Из миллионов осколков строила и строит армия исследователей палеонтологию. Взяты на учет все найденные ископаемые кости, все псевдоморфозы — минеральные слепки истлевших останков жизни. Иногда природа как бы на мгновение сама приоткрывает завесу над прошлым. В ледниках вечной мерзлоты она консервирует животных, живших до человека. Пустынное солнце и крепкие рассолы мумифицируют трупы, обращают в мощи, избегающие полного разрушения. Янтарь хранит нежнейших насекомых. Осадочные породы затвердевают слепками, масками, повторяющими в точности изгибы тел, погребенных некогда внутри них. И кое-где заступ, раскалывающий плиты, находит окаменевшие отпечатки ступавших лап, дождевых капель и витые следы червей, от которых не осталось ничего.

Армия исследователей сверяет скупые письмена земли друг с другом, останки мертвых дополняет тем, что наука знает о живых, в пестроте прошлых флор и фаун ищет наиболее типичных, чаще всего встречающихся представителей. И руководящие окаменелости указывают порядок в хаотической смене погребенных в земных пластах живых существ. Так история мертвых, сохраненная природой в виде дроби с чудовищным знаменателем, восстановлена человеком во все главных частях, — и эта история помогает разгадать живых.

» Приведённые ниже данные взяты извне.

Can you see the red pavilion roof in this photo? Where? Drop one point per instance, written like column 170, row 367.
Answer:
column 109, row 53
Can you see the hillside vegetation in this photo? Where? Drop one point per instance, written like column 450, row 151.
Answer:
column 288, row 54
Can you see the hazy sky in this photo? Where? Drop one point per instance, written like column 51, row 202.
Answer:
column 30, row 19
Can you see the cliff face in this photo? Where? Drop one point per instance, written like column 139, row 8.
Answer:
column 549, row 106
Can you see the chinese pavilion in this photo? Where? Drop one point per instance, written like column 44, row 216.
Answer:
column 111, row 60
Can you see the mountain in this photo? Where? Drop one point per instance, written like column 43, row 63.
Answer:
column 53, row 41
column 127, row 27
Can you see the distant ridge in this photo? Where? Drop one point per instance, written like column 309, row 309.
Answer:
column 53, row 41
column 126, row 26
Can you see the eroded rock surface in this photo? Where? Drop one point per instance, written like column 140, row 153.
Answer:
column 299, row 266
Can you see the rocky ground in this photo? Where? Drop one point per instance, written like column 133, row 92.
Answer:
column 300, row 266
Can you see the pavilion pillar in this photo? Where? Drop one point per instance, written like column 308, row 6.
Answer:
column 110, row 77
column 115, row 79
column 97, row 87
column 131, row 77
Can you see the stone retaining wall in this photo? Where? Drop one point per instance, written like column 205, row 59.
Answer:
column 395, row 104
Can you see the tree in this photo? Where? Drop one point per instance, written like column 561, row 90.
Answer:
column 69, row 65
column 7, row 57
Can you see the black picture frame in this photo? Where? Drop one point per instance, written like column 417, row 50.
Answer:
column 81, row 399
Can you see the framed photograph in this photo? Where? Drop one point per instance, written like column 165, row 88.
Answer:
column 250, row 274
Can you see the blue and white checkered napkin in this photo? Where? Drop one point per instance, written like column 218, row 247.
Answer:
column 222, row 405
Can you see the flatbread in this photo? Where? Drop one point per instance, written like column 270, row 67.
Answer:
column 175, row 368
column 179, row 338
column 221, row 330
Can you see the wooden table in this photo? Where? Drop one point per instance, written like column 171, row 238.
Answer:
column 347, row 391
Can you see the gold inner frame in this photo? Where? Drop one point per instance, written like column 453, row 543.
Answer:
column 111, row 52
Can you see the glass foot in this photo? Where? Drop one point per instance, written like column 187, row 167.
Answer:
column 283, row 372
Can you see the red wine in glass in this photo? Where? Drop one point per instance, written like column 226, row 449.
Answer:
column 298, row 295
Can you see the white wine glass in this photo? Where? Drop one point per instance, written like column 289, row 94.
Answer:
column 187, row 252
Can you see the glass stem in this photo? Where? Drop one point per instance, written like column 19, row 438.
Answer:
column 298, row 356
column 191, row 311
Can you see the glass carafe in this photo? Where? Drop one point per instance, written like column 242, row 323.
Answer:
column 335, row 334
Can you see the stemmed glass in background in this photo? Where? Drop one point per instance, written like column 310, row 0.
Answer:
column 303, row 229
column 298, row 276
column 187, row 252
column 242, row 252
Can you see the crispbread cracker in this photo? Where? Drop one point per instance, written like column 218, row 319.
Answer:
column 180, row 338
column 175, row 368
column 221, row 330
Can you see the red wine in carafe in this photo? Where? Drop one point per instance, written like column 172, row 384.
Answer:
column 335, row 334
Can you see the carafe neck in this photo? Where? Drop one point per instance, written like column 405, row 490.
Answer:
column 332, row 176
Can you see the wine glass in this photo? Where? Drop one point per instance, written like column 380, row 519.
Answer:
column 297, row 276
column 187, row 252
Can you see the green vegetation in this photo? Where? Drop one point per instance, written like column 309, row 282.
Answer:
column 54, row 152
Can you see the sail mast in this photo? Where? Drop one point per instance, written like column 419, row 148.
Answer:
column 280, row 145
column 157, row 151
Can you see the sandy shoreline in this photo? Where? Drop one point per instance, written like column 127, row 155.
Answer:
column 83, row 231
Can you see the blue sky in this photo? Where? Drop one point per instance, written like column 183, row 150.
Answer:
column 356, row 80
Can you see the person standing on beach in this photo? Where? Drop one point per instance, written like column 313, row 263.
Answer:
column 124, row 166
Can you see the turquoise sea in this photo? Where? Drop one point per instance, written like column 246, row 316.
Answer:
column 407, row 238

Да, жизнь, кишащая в миллионах форм, жизнь, порождающая гигантов и мириады пигмеев, не различимых зачастую сквозь стекла микроскопа; жизнь, порожденная землей и победителем захватившая всю землю, перестраивающая ее теперь в лице человека, — эта жизнь упрощается и позволяет понять себя в истории своего происхождения и развития. Позволяет понять законы, по которым материя видоизменяла и усложняла формы своего движения, превращая их в самую сложную — органическое движение, а также законы развития живых существ — от бесформенного организма до строителя мостов, заводов, садов и животноводческих хозяйств, строителя социализма — человека.